LPA test the water temperature in the kitchen sink which read at 115.2 degrees F. LPA observed fire/earthquake drill log to be up to date. Fire extinguisher was last serviced 5/19/2023 and is in good standing. Facility has first aid kit in laundry room area. Smoke detectors and carbon monoxide readers were tested and in working condition.

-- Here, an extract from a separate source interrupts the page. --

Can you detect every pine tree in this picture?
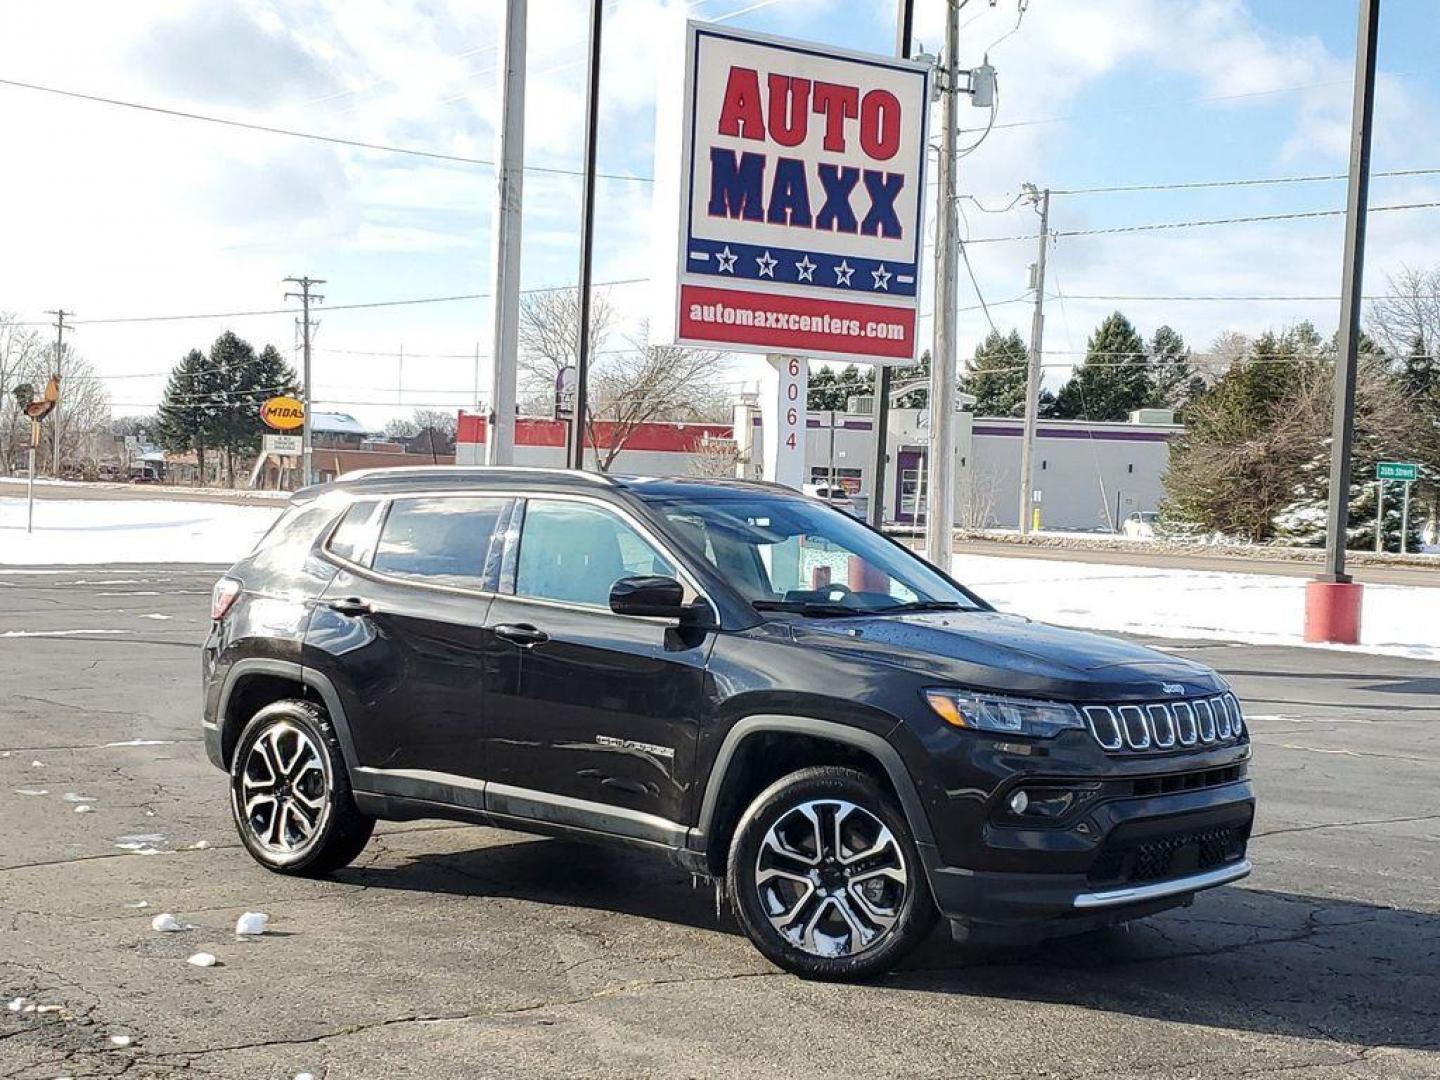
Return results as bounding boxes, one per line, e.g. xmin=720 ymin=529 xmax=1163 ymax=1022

LPA observed resident’s rooms which were clean and with proper furniture. Residents each have their own beds with closet and storage space. Facility has internet and phone landline at the facility.

LPA observed medication and sharps to be locked and inaccessible to residents. No medication errors were found at this time. All PRNs have a prescription label with instructions.

Sample of resident files were reviewed and are current. Sample of staff files were reviewed and are current.

No citations were issued at this time. Facility will be updating their disaster plan and providing a copy to LPA by 10/24/23.

Exit interview was conducted and a copy of this report was provided to Licensee Kimberly.

SUPERVISORS NAME: Brenda Chan
LICENSING EVALUATOR NAME: Brianna Miranda
LICENSING EVALUATOR SIGNATURE: DATE: 10/10/2023
I acknowledge receipt of this form and understand my licensing appeal rights as explained and received.
FACILITY REPRESENTATIVE SIGNATURE: DATE: 10/10/2023
This report must be available at Child Care and Group Home facilities for public review for 3 years.